Is differentiability over an interval a sufficient condition for continuity of the derivative?

Question

Imagine we have a function $f : \mathbb{R} \to \mathbb{R}$ which is differentiable over an interval $[a,b]$. Does differentiability over $[a,b]$ imply that the derivative $f'$ is continuous over $(a,b)$?

Intuitively, this seems right since differentiability implies that $f$ is "locally linear". And thus $f$ should have roughly the same slope at all points in a small region. But I haven't been able to prove this statement. A direct proof is a little technical, involving the absolute difference of limits of ratios.

More generally, does the same hold true for functions differentiable over a region in $\mathbb{R}^n$? Intuition again tells me yes, but there could be counter examples.

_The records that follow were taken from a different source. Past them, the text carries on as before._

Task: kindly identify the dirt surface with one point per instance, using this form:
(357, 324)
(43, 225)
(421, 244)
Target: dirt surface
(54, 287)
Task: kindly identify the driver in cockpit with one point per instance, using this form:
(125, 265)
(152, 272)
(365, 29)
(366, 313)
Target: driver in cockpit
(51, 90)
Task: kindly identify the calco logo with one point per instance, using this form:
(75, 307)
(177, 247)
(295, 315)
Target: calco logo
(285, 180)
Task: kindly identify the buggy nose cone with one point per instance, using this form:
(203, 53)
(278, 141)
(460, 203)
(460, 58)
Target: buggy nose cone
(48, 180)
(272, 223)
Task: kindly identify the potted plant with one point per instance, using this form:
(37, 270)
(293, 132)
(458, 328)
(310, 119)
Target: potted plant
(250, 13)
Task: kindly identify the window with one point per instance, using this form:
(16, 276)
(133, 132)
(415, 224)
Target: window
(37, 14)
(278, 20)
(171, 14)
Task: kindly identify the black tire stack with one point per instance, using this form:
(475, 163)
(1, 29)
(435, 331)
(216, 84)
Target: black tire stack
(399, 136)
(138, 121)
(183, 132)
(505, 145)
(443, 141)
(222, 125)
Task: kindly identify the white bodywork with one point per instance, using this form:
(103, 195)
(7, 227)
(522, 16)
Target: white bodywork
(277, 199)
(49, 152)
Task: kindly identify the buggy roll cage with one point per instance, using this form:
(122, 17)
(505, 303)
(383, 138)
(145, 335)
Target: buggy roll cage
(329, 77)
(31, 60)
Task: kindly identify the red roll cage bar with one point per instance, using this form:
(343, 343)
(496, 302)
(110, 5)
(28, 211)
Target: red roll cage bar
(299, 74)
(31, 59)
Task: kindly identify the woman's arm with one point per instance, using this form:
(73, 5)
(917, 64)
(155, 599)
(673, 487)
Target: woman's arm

And finally, assuming the statements above are true, how might I prove them, or alternatively, where might I find a proof?

Answer 1

No, take $f(x)=x^{2}\sin(1/x)$ for $x\ne 0$ and $f(0)=0$. One has $f'(0)=0$ and $f'(x)=2x\sin(1/x)-\cos(1/x)$ for $x\ne 0$ and $\lim_{x\rightarrow 0}f'(x)$ does not exist. You may consider the interval $[-1,1]$ in this example.

Answer 2

No, this result is false.

The standard example of a differentiable-but-not-continuously-differentiable function will do, $f:\mathbb{R}\to\mathbb{R}$ defined by

$$f(x)=\begin{cases}x^2\sin(1/x) & x\neq 0\\ 0 & x=0\end{cases}$$

You can verify that $f$ is differentiable on $\mathbb{R}$ but $f'$ is not continuous at $0$.

Answer 3

No. A textbook counterexample is $f\colon\mathbb{R}\to\mathbb{R}$, $f(x)=x^2\sin(1/x)$ for $x\neq 0$, $f(0)=0$.

Answer 4

No, as the $x \to x^2 \sin {1 \over x} $ example show.

However, there is a continuity like property given by Darboux's theorem which is a sort of intermediate value theorem that shows that $[f'(a),f'(b)] \subset f'([a,b])$.